The practiced will thrive in the morning: both made their transitions before dawn. Matano left um-Shambalaa’s room, after carefully pulling strands of her hair from his short dreadlocks. He made his way back to the courtyard, lay out on his kikoi watching dawn and counting the stars, the way he used to with his mother as she cooked in another courtyard, not five miles away. He reads Dambudzo.

Ole um-Shambalaa is in his small plane. He woke up at four in the morning. He sat on the art-deco Shanks toilet and expelled. Sunrise will find him in Laikipia, talking to the elders, tracking an elephant, chatting to the young morans, learning new tricks. He will visit his factory, explain to the greediest of the elders how they can benefit from it, dish out wads of cash, enough to buy a goat or two. He will call his new enterprise a Conservancy. The Maa Conservancy. He will return at dusk, when his color is hidden by shadow, ready to play for Prescott’s cameras. Tonight, he will show them the heirlooms.

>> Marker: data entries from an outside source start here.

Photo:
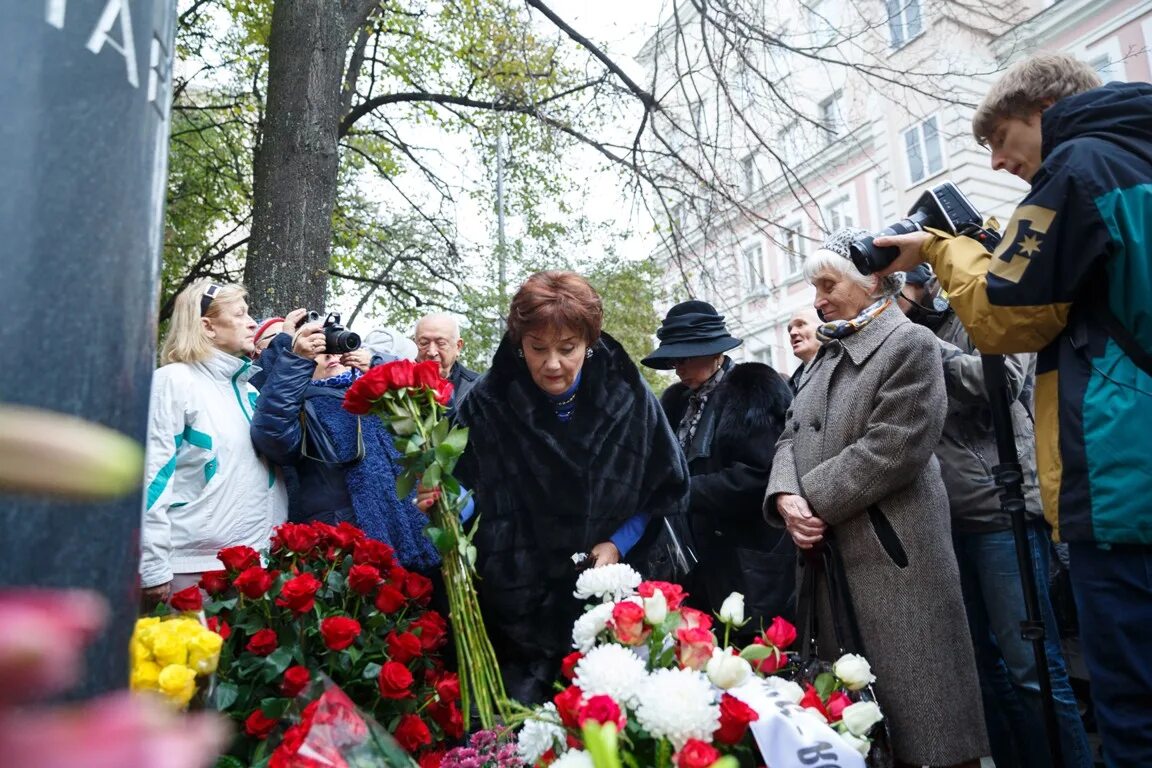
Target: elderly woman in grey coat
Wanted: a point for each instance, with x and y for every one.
(855, 471)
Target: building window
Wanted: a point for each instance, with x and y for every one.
(831, 118)
(924, 150)
(753, 267)
(903, 21)
(794, 248)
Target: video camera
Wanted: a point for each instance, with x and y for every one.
(338, 340)
(941, 207)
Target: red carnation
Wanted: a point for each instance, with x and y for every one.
(214, 582)
(433, 630)
(258, 725)
(237, 559)
(402, 646)
(696, 754)
(339, 631)
(188, 599)
(418, 587)
(362, 579)
(395, 681)
(412, 734)
(254, 582)
(263, 643)
(735, 715)
(297, 538)
(298, 594)
(295, 679)
(388, 600)
(568, 666)
(601, 709)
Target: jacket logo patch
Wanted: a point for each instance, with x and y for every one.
(1022, 242)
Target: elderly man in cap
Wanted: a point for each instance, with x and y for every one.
(727, 418)
(983, 539)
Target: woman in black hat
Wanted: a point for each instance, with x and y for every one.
(727, 418)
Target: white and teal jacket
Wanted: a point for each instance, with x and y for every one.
(206, 487)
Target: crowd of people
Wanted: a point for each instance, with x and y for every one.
(861, 489)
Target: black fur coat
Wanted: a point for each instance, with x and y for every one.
(546, 488)
(729, 461)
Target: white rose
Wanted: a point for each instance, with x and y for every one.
(861, 716)
(732, 610)
(726, 670)
(854, 671)
(656, 608)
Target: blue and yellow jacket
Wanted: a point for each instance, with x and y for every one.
(1082, 238)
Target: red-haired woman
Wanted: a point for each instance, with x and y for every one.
(568, 453)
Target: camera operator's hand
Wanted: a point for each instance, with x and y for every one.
(910, 246)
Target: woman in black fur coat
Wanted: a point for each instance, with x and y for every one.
(727, 419)
(568, 451)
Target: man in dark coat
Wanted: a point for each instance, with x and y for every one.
(727, 419)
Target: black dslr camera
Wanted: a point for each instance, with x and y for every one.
(941, 207)
(338, 340)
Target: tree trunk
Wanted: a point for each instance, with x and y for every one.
(296, 165)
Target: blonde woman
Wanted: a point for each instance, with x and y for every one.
(205, 486)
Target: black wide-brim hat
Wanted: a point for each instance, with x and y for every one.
(690, 329)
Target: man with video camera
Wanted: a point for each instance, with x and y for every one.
(1071, 280)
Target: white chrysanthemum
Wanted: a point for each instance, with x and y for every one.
(539, 734)
(677, 705)
(589, 625)
(613, 670)
(574, 759)
(607, 583)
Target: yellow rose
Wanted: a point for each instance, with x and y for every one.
(145, 676)
(177, 683)
(204, 652)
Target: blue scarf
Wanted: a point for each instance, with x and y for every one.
(372, 485)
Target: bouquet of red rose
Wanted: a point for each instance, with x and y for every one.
(330, 601)
(411, 400)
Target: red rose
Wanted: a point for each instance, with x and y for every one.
(696, 754)
(447, 687)
(395, 681)
(412, 734)
(835, 707)
(219, 626)
(362, 579)
(295, 679)
(254, 582)
(188, 599)
(735, 715)
(694, 647)
(433, 630)
(402, 646)
(297, 538)
(780, 633)
(673, 593)
(259, 727)
(628, 623)
(237, 559)
(214, 582)
(568, 706)
(388, 600)
(601, 709)
(339, 631)
(263, 643)
(298, 594)
(371, 552)
(418, 587)
(568, 666)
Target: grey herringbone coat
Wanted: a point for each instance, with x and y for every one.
(857, 446)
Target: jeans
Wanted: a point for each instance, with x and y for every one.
(1113, 590)
(1009, 683)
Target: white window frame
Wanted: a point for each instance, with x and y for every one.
(917, 129)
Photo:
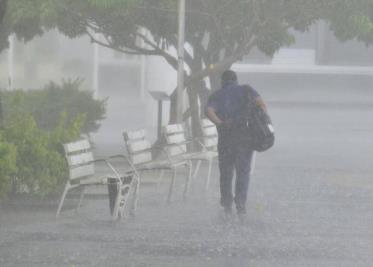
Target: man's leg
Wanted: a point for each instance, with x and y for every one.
(242, 165)
(226, 166)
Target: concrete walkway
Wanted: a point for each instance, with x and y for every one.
(310, 204)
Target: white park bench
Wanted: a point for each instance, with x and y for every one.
(81, 167)
(177, 142)
(140, 156)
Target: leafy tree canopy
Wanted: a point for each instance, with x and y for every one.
(218, 32)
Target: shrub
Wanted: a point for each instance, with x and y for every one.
(41, 166)
(46, 105)
(7, 165)
(35, 124)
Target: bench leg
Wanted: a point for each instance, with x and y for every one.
(172, 184)
(67, 187)
(188, 180)
(135, 196)
(80, 199)
(160, 179)
(252, 163)
(117, 202)
(208, 176)
(197, 169)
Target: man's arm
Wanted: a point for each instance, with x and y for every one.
(259, 101)
(211, 114)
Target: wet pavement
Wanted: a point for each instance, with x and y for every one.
(310, 204)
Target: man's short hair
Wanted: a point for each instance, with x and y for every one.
(229, 75)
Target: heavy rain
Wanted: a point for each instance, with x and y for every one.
(109, 155)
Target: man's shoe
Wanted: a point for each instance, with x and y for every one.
(228, 210)
(242, 217)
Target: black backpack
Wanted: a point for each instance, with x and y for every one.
(260, 126)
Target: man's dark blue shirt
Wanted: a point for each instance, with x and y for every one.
(230, 102)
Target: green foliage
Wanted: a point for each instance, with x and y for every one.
(46, 105)
(40, 162)
(36, 124)
(7, 165)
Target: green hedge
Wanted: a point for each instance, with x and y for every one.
(47, 104)
(34, 127)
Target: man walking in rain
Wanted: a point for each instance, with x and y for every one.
(227, 108)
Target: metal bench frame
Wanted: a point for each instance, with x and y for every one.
(140, 157)
(177, 146)
(81, 164)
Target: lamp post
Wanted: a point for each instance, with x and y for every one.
(11, 63)
(180, 73)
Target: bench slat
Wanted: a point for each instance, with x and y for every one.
(206, 123)
(209, 131)
(82, 171)
(77, 146)
(134, 135)
(177, 150)
(173, 129)
(210, 142)
(141, 158)
(176, 138)
(79, 159)
(138, 146)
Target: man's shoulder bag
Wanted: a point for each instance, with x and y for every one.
(259, 125)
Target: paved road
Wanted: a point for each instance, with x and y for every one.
(310, 204)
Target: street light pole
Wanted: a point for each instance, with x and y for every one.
(180, 73)
(11, 63)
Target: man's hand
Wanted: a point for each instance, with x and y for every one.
(225, 124)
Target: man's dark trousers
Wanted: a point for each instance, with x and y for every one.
(234, 154)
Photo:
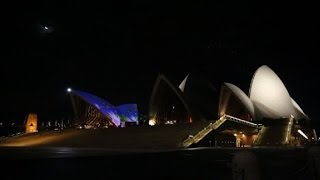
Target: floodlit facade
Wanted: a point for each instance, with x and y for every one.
(268, 104)
(94, 112)
(268, 98)
(32, 123)
(266, 116)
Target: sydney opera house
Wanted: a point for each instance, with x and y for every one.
(266, 116)
(94, 112)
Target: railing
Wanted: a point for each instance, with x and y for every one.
(241, 121)
(213, 126)
(201, 134)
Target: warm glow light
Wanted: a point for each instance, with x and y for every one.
(152, 122)
(302, 134)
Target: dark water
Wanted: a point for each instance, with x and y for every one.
(206, 163)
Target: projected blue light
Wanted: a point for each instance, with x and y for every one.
(122, 113)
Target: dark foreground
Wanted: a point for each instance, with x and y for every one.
(199, 163)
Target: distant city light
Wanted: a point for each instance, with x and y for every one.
(302, 134)
(152, 122)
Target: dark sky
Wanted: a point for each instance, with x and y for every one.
(116, 50)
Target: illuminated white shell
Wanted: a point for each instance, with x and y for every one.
(270, 96)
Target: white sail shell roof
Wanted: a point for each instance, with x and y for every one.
(242, 97)
(271, 97)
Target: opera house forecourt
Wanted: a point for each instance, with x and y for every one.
(267, 116)
(192, 114)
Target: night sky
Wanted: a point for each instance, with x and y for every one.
(115, 50)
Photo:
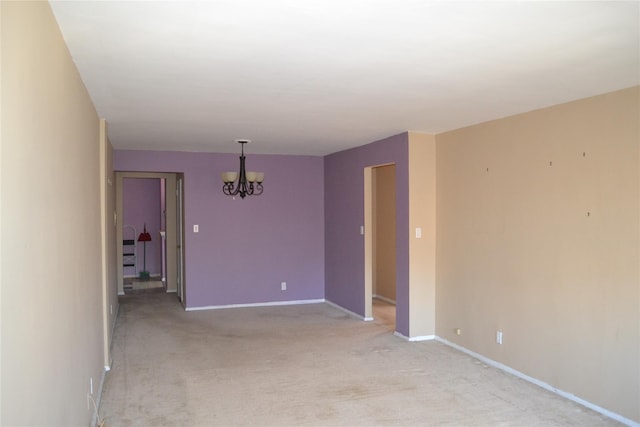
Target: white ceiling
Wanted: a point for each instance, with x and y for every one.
(319, 76)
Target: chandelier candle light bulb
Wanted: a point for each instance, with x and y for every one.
(249, 183)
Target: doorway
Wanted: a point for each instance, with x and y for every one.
(380, 244)
(167, 233)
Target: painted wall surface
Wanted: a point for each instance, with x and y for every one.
(422, 250)
(538, 236)
(52, 313)
(245, 248)
(142, 205)
(344, 214)
(109, 257)
(384, 228)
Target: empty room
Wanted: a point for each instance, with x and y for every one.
(320, 213)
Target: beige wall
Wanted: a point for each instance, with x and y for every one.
(52, 310)
(384, 228)
(109, 253)
(538, 226)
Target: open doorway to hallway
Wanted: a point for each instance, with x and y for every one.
(143, 233)
(157, 208)
(380, 248)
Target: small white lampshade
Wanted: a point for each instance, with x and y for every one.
(251, 176)
(229, 176)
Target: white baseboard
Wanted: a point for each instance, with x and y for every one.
(261, 304)
(349, 312)
(417, 338)
(542, 384)
(98, 397)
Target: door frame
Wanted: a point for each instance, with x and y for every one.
(171, 226)
(369, 256)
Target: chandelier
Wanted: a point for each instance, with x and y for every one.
(249, 183)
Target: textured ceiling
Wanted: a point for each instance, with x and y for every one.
(316, 77)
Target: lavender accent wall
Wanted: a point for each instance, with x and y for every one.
(141, 201)
(246, 248)
(344, 214)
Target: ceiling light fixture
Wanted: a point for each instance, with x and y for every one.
(249, 183)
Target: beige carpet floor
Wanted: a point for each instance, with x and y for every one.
(306, 365)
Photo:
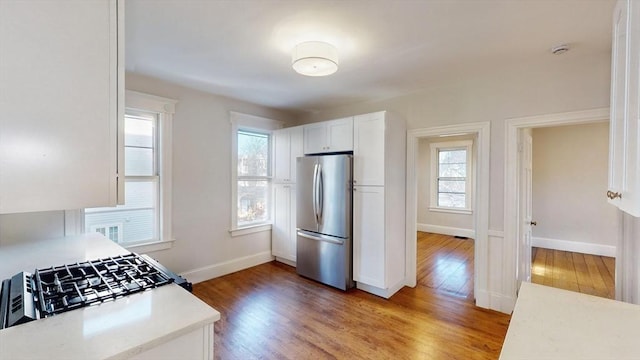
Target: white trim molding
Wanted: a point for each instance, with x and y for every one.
(227, 267)
(447, 230)
(574, 246)
(481, 215)
(513, 127)
(246, 122)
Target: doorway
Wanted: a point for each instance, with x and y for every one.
(481, 214)
(572, 246)
(446, 198)
(517, 226)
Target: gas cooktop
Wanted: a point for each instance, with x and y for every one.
(51, 291)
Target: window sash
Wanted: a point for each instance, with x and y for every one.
(449, 191)
(137, 223)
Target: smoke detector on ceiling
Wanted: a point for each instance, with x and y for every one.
(560, 49)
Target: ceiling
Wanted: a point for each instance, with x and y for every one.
(242, 48)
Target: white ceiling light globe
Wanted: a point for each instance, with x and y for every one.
(314, 58)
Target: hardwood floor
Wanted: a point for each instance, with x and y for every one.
(269, 312)
(588, 274)
(445, 264)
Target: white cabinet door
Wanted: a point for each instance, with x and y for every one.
(281, 155)
(315, 138)
(369, 260)
(283, 239)
(295, 150)
(329, 136)
(340, 135)
(59, 89)
(369, 149)
(624, 160)
(287, 146)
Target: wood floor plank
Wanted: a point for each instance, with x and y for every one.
(269, 312)
(589, 274)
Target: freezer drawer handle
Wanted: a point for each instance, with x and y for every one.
(321, 238)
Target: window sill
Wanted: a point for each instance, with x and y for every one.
(149, 246)
(451, 210)
(250, 229)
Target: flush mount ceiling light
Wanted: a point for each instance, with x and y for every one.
(560, 49)
(314, 58)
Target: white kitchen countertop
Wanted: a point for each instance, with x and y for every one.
(549, 323)
(112, 330)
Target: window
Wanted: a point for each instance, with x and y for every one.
(451, 176)
(144, 218)
(254, 177)
(252, 172)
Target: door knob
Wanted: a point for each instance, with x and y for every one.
(613, 195)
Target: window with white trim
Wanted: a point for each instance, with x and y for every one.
(144, 220)
(254, 177)
(251, 172)
(451, 170)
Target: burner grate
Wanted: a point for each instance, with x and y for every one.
(68, 287)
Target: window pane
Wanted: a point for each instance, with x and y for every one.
(253, 154)
(252, 201)
(138, 132)
(452, 186)
(452, 200)
(136, 225)
(452, 170)
(138, 162)
(453, 156)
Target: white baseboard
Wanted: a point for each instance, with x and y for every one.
(447, 230)
(495, 301)
(216, 270)
(385, 293)
(574, 246)
(286, 261)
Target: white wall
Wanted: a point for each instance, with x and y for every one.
(570, 167)
(31, 226)
(203, 246)
(202, 181)
(437, 221)
(572, 82)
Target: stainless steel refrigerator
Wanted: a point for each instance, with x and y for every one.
(324, 215)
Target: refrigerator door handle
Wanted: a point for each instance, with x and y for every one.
(315, 192)
(320, 194)
(321, 238)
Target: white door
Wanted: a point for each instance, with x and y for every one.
(340, 135)
(368, 149)
(526, 221)
(315, 138)
(369, 236)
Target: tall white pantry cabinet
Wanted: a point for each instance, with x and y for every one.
(62, 101)
(287, 146)
(379, 157)
(624, 146)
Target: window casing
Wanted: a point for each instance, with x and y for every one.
(143, 222)
(254, 178)
(451, 176)
(251, 172)
(140, 214)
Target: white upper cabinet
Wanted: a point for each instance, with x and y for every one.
(379, 158)
(61, 94)
(369, 149)
(283, 229)
(329, 136)
(624, 159)
(287, 146)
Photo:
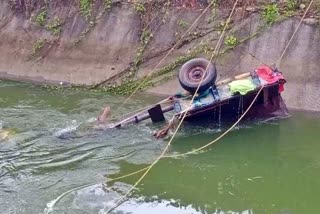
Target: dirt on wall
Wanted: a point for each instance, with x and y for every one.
(71, 42)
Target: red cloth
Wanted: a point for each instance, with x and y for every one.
(270, 76)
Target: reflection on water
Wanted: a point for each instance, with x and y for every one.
(269, 167)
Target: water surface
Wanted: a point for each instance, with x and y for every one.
(270, 167)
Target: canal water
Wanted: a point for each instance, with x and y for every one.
(260, 167)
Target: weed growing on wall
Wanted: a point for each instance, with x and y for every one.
(41, 18)
(271, 13)
(231, 41)
(55, 26)
(85, 8)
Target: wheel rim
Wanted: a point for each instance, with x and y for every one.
(195, 74)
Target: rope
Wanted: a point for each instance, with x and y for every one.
(293, 35)
(54, 202)
(222, 135)
(169, 52)
(180, 123)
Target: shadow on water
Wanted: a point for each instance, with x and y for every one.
(259, 167)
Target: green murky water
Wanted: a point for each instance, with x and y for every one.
(271, 167)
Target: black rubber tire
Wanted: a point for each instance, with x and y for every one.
(191, 73)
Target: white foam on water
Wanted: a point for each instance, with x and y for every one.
(73, 127)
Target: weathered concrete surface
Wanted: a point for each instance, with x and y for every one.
(300, 64)
(112, 45)
(106, 50)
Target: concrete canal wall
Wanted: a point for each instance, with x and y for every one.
(60, 42)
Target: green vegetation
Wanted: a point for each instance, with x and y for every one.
(183, 23)
(291, 5)
(41, 18)
(55, 26)
(231, 41)
(85, 8)
(139, 8)
(271, 13)
(37, 46)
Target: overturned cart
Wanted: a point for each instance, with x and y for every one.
(229, 97)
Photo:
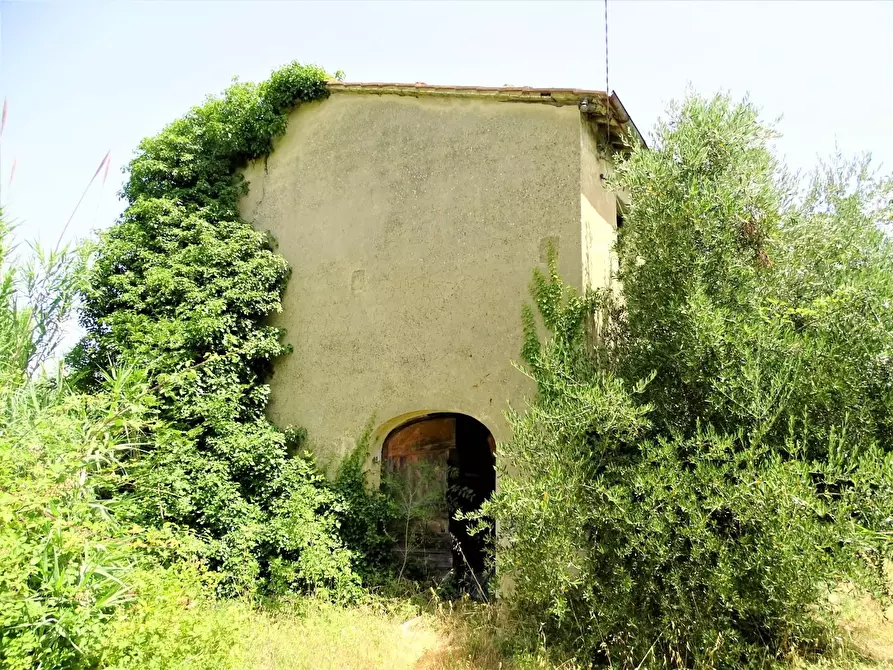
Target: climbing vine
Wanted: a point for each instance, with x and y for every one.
(182, 287)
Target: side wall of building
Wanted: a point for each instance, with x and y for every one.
(598, 208)
(412, 226)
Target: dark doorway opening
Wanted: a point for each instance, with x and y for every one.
(443, 464)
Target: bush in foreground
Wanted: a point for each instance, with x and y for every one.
(691, 482)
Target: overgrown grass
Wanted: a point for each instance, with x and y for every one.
(430, 634)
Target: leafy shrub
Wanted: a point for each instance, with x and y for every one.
(181, 287)
(689, 484)
(366, 514)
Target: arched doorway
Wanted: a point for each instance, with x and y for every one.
(436, 465)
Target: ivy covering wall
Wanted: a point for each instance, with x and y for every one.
(182, 287)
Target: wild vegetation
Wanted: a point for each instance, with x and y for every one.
(704, 478)
(709, 455)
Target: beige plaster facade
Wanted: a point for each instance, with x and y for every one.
(412, 217)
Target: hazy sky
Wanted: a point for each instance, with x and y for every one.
(83, 78)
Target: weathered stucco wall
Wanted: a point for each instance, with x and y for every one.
(598, 209)
(412, 226)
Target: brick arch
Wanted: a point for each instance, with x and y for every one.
(446, 455)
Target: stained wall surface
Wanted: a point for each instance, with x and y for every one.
(412, 225)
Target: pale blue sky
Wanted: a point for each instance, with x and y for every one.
(86, 77)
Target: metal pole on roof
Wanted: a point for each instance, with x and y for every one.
(607, 73)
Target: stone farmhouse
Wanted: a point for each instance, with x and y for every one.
(412, 216)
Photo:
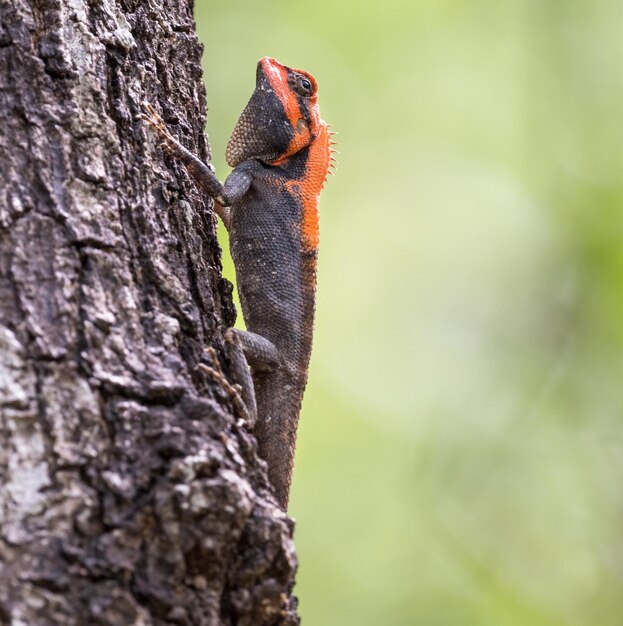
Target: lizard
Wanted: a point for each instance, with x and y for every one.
(281, 152)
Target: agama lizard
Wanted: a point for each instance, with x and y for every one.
(280, 150)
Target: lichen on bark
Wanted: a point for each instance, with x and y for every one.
(131, 491)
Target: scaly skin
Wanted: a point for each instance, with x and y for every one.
(280, 150)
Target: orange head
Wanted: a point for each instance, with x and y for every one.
(281, 118)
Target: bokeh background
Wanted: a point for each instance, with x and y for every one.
(460, 458)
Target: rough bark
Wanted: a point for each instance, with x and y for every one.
(130, 492)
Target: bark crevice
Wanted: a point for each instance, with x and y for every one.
(130, 492)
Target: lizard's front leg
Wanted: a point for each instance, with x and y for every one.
(236, 185)
(246, 351)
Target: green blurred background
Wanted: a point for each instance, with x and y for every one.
(461, 452)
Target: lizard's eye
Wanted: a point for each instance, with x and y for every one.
(302, 85)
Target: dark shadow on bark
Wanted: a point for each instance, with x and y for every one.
(131, 492)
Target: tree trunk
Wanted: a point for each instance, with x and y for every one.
(131, 492)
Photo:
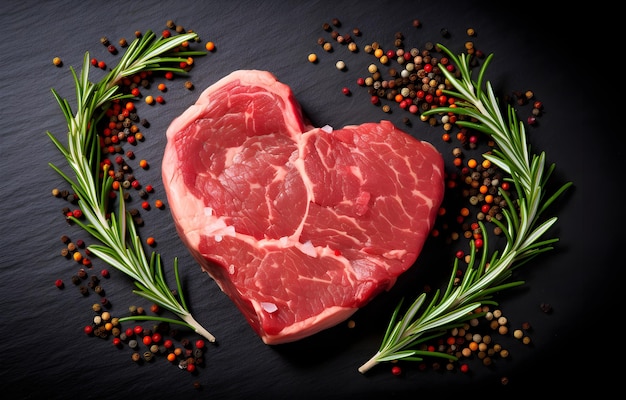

Abdullahi brings Matano the tape and his cut in the afternoon. Two hundred thousand shillings. Not enough to buy the disco, but just fine thank you. They sit in the TV room of the hotel, with some of the staff, and laugh and laugh and laugh at the lateral gurgles and drunken sex talk. For the next few months, this will be the main feature in every video hall at the coast. Sold to them, one time, and in a closed loop to limit piracy (as if anybody would risk pirating the Nigerians), for 500 shillings per tape. Ten bob entry, sex, imitation Maasai women, and “Um-Shambalaa, let’s go dancing.”

Fock the copyright, we’re Nigerian.

Someone is shouting loudly in the lobby, drunk. The first marines are checking in: ship landed today, exercises for Iraq. Matano smiles to himself, and catches Abdullahi’s eyes. Which one of them will call the Nigerians?

“Hey Bud, did you see them honkin’ hooters hanging at the pool-bar?”

“I wanna beach-view room, you stoopid fuck. Fucking Third World country. Fucking Ay-rabs everywhere.”